The difference between try/catch/throw and try/catch(e)/throw e
The constructions
try { ... }
catch () { ... } /* You can even omit the () here */
try { ... }
catch (Exception e) { ... }
are similar in that both will catch every exception thrown inside the try
block (and, unless you are simply using this to log the exceptions, should be avoided). Now look at these:
try { ... }
catch ()
{
/* ... */
throw;
}
try { ... }
catch (Exception e)
{
/* ... */
throw;
}
try { ... }
catch (Exception e)
{
/* ... */
throw e;
}
The first and second try-catch blocks are EXACTLY the same thing, they simply rethrow the current exception, and that exception will keep its "source" and the stack trace.
The third try-catch block is different. When it throws the exception, it will change the source and the stack trace, so that it will appear that the exception has been thrown from this method, from that very line throw e
on the method containing that try-catch block.
Which one should you use? It really depends on each case.
Let's say you have a Person
class with a .Save()
method that will persist it into a database. Let's say that your application executes the Person.Save()
method somewhere. If your DB refuses to save the Person, then .Save()
will throw an exception. Should you use throw
or throw e
in this case? Well, it depends.
What I prefer is doing:
try {
/* ... */
person.Save();
}
catch(DBException e) {
throw new InvalidPersonException(
"The person has an invalid state and could not be saved!",
e);
}
This should put the DBException as the "Inner Exception" of the newer exception being throw. So when you inspect this InvalidPersonException, the stack trace will contain info back to the Save method (that might be sufficient for you to solve the problem), but you still have access to the original exception if you need it.

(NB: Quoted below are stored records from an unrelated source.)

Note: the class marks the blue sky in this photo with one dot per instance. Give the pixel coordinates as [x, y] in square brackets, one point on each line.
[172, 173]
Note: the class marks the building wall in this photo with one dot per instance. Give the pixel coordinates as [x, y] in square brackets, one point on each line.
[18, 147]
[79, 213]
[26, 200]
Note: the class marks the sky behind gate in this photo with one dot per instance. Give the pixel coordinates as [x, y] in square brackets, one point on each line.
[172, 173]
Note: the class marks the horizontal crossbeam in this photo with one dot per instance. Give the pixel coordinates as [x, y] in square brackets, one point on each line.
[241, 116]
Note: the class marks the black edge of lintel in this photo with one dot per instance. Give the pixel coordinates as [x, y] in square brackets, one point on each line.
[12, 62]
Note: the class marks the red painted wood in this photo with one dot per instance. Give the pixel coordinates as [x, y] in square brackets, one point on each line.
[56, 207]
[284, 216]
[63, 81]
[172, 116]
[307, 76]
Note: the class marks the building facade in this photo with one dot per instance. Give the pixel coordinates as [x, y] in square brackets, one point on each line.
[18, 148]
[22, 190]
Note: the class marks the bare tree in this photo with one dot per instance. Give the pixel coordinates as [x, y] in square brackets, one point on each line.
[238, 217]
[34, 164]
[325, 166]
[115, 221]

As a final remark, when you are expecting an exception, you should really catch that one specific exception, and not a general Exception
, ie, if you are expecting an InvalidPersonException you should prefer:
try { ... }
catch (InvalidPersonException e) { ... }
to
try { ... }
catch (Exception e) { ... }
Good luck!
The first preserves the stack trace while the second resets it. This means that if you use the second approach the stack trace of the exception will always start from this method and you will lose the original exception trace which could be disastrous for someone reading exception logs as he will never find out the original cause of the exception.

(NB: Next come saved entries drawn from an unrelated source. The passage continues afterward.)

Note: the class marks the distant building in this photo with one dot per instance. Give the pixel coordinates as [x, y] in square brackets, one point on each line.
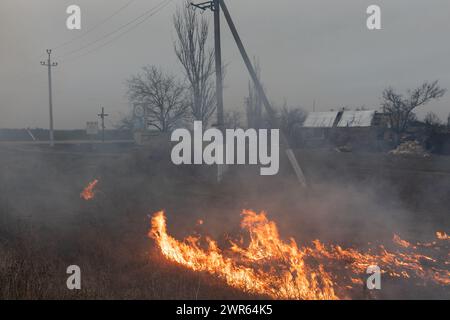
[364, 129]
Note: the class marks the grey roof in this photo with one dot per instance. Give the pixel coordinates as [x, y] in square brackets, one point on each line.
[320, 119]
[356, 118]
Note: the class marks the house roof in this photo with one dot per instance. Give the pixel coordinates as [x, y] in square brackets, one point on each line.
[320, 119]
[356, 118]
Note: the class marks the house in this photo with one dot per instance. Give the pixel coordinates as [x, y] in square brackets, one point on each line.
[362, 129]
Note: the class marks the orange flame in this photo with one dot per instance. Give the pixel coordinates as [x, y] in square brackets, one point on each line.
[442, 236]
[88, 192]
[282, 270]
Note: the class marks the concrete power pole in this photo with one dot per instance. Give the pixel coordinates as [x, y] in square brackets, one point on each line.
[214, 6]
[103, 115]
[49, 64]
[218, 60]
[269, 109]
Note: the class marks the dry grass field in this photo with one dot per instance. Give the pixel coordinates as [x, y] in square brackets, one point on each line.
[45, 226]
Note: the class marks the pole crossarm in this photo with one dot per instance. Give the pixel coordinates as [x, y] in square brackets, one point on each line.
[204, 5]
[49, 64]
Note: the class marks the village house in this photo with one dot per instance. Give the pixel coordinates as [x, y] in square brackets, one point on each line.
[361, 129]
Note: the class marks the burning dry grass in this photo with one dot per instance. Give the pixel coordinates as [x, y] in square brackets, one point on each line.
[283, 270]
[45, 227]
[88, 192]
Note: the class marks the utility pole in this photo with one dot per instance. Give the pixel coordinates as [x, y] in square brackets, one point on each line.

The second approach might be useful when you want to add additional information to the stack trace but it is used like this:
try
{
// do something
}
catch (Exception ex)
{
throw new Exception("Additional information...", ex);
}
There's a blog post discussing the differences.
You should use
try { }
catch(Exception e)
{ throw }
if you want to do something with the exception before re-throwing it (logging for example). The lonely throw preserves stack trace.